How to automate employee offboarding

Workspace mailbox suspend with ownership transfer. Slack deactivate on Enterprise Grid. GitHub PAT and SSH key revocation plus deploy key rotation. Okta global token revocation. Microsoft 365 sign-in disable plus mailbox handoff. AWS IAM key deactivate plus MFA detach plus console disable. 1Password vault removal. Bitwarden removal. Notion ownership transfer. Linear issue reassignment. Figma seat reclaim. Plus the embedded payroll deactivation, the equipment recovery ticket, and the parent HRIS update.
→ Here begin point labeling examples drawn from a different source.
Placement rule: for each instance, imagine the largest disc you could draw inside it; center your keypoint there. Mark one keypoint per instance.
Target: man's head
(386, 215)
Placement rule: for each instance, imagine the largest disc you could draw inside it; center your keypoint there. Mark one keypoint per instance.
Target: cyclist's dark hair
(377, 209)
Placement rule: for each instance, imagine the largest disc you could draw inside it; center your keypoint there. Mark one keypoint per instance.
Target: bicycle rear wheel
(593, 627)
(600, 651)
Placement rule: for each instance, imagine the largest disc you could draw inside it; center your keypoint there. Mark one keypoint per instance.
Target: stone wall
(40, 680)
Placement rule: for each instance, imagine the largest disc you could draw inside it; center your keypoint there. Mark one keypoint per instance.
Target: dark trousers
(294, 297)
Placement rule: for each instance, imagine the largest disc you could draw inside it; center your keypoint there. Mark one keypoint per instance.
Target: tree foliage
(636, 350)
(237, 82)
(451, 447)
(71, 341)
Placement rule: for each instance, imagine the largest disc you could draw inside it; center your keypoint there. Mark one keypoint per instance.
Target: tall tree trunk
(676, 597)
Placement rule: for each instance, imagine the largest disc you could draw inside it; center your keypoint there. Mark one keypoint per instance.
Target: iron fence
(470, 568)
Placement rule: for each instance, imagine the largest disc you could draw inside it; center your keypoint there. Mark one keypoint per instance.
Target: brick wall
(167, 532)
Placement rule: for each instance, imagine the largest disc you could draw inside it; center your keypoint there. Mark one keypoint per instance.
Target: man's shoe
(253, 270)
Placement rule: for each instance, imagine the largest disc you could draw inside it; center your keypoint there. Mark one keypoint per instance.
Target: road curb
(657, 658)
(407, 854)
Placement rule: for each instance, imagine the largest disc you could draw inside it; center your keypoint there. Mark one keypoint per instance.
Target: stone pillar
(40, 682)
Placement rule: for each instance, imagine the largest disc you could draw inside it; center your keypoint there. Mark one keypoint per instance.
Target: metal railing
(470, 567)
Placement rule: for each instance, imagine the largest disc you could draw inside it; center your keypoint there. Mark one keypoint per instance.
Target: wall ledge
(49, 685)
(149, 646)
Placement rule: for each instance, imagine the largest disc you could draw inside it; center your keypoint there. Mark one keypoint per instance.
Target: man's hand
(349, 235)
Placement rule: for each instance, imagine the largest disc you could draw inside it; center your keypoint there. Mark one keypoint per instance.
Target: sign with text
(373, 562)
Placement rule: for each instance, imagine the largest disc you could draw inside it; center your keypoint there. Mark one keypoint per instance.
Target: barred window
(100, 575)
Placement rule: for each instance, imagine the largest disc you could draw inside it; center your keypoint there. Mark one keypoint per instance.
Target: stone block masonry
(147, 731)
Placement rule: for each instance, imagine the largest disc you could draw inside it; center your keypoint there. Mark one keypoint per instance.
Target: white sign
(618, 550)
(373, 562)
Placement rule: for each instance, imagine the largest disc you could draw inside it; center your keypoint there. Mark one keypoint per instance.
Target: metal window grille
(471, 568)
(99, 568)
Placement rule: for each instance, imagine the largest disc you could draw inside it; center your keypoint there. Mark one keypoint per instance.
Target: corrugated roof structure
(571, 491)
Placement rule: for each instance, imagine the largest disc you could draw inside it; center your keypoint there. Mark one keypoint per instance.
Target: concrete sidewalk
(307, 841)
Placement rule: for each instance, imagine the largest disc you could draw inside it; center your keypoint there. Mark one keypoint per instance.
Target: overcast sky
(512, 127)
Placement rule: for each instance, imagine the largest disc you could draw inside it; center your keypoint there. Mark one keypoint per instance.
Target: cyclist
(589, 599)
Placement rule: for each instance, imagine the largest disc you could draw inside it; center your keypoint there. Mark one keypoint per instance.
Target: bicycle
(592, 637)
Fourteen systems on one trigger.

Before the agent revokes, each adapter returns a risk summary describing what the user touched recently. Suspicious activity gates on a human approval before revoke fires. The pattern catches the case where the user is leaving under contentious circumstances and the manager wants the revoke to coincide with a forensic snapshot, not run independent of one.

Rehire fires the same fan-out in reverse. New employment record writes, reactivation queue rows fan out across the same fourteen adapters, and the dashboard streams progress on the same surface. The architecture closes both ends of the loop, which is the part the build-your-own-Slack-bot category cannot replicate without owning the system of record.

Fifteen rows. Fourteen adapters plus the trigger. Each row records the timestamp, actor, target system, action, result, and the risk summary. Hash-chained. SOC 2 evidence packs lift these rows directly. The auditor reads them and signs them.